The silence was an intense roar.
Kerouac
Espíritu, naturaleza y realidad
Agradezco profundamente a Jorge por permitirme exponer su pensamiento.
Aline Lavalle Henaro.
1. Se me antoja pensar e inventar que estas tres palabras –libres aún de intención- comparten un campo sonoro, una resonancia, entendida como una tensión entre magnitudes, como una relación que potencializa y que aspira la una en la otra; como si en la parte trasera de mi cabeza existiera un sonido que las permite unir.

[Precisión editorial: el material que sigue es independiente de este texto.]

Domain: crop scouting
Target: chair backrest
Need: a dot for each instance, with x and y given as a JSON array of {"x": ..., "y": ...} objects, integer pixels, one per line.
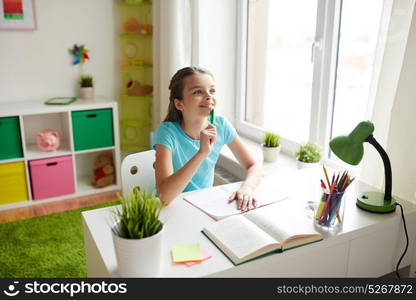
[{"x": 137, "y": 171}]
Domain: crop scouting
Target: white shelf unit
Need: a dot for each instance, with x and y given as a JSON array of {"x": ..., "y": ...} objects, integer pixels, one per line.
[{"x": 35, "y": 117}]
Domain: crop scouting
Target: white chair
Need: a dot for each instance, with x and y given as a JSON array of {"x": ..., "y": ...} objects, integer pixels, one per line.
[{"x": 137, "y": 171}]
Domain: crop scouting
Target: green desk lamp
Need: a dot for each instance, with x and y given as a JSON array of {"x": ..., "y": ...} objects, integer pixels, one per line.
[{"x": 349, "y": 148}]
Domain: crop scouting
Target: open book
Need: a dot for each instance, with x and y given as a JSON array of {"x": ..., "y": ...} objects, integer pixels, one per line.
[
  {"x": 214, "y": 202},
  {"x": 273, "y": 228}
]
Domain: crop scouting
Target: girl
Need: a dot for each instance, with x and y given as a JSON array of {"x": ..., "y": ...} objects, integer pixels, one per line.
[{"x": 187, "y": 146}]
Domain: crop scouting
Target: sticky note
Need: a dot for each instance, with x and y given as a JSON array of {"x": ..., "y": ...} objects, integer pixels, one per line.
[
  {"x": 189, "y": 252},
  {"x": 205, "y": 256}
]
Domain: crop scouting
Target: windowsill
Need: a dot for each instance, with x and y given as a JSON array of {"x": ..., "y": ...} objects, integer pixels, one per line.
[{"x": 227, "y": 160}]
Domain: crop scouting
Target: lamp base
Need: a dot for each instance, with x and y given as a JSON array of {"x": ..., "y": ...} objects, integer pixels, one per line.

1.1 Se me ocurre que algo similar acontece con la experiencia que los hinduistas y budistas tienen y que llaman: el sonido que no proviene del choque entre objetos. Un sonido ileso, intacto. (anāhata: sin golpear, ileso, intacto) ¿Cuáles crees que son las condiciones de posibilidad para que un sonido así exista y/o cómo podríamos pensar en la resonancia?, Más allá de lo epistemológico, ¿cómo lo piensas tú?

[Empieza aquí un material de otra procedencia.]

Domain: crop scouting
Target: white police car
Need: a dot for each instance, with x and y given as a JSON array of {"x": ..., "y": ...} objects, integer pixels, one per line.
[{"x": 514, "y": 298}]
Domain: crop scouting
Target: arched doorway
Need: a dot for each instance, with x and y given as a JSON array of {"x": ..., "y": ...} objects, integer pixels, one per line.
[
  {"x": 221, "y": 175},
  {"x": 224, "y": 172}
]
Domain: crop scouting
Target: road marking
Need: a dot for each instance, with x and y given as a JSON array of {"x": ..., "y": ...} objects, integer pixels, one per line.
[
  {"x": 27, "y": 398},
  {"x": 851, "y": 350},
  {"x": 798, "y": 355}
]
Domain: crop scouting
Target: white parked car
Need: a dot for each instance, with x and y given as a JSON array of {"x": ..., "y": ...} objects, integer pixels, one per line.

¿Cómo pensar un sonido ileso? Quisiera seguir tu intuición a la letra. ¿Cómo pensar que un sonido acontezca sin mudanza, sin la palpable transformación de algo? Un sonido mudo –seguramente no se te escapará este roce, que no por espontáneo es menos inquietante, entre enmudecer y mudar- provoca en el pensar moderno la incomodidad que suele acompañar a las cosas ambiguas. Esto produce un oxímoron -tan caro al ingenio barroco- muy parecido al que observamos en la aventura mística de Juan de la Cruz, cuando hace referencia a “la música callada, la soledad sonora…”, creo que en el Cántico espiritual. Se dice que el oxímoron como figura retórica, produce, a partir del polemos, armonía. Esto quiere decir que del choque originalmente causado por una contradicción, se produce una cierta unión, un compromiso, quizá. Pero no se trata de un acuerdo estable, o fijo, creo yo. Más bien, nos vemos en la necesidad de pensar en lo ominoso de esa comunión; una armonía, sí, pero oscura, que posterga al infinito su realización. De ahí el pasmo frente a esta contradicción que, sin negar, tampoco afirma. En este punto, somos presa fácil del canto irresistible de la sirena (esa seiréin, que con su voz ata y encadena); su embrujo nos hace encallar una y otra vez. Me refiero, desde luego, a la tentación de resolver este problema en las esferas de la metafísica; a pensar en la ilusoria y armoniosa unión de los contrarios, inmóvil, suprasensible. La apuesta a la que me lanza la inquietud de tu pensar no debería, en principio, abjurar el riesgo de su propia inviabilidad. Me viene a la mente la antigua imagen que los griegos se hacían a propósito del tiempo. El tiempo de Aión, como un niño, inagotable, persistentemente nuevo, ileso siempre: lo absoluto actual. Pero, aparejados a nuestra Μοῖραι, estamos los mortales (re)partidos entre dos vertientes del tiempo, más aún, somos ambas. Somos Cronos, tanto como Aión. El tiempo que pasa, y que al pasar encadena (memoria, recuerdo, canto), y el acontecimiento, que desmiembra, que ahueca, que vacía, que obliga a renacer permanentemente. Es esta la dimensión pura del sonido, crisol cósmico. Como la imagen del tiempo que le corresponde a cada uno, canto y sonido no son idénticos. Sin embargo parecen ir juntos.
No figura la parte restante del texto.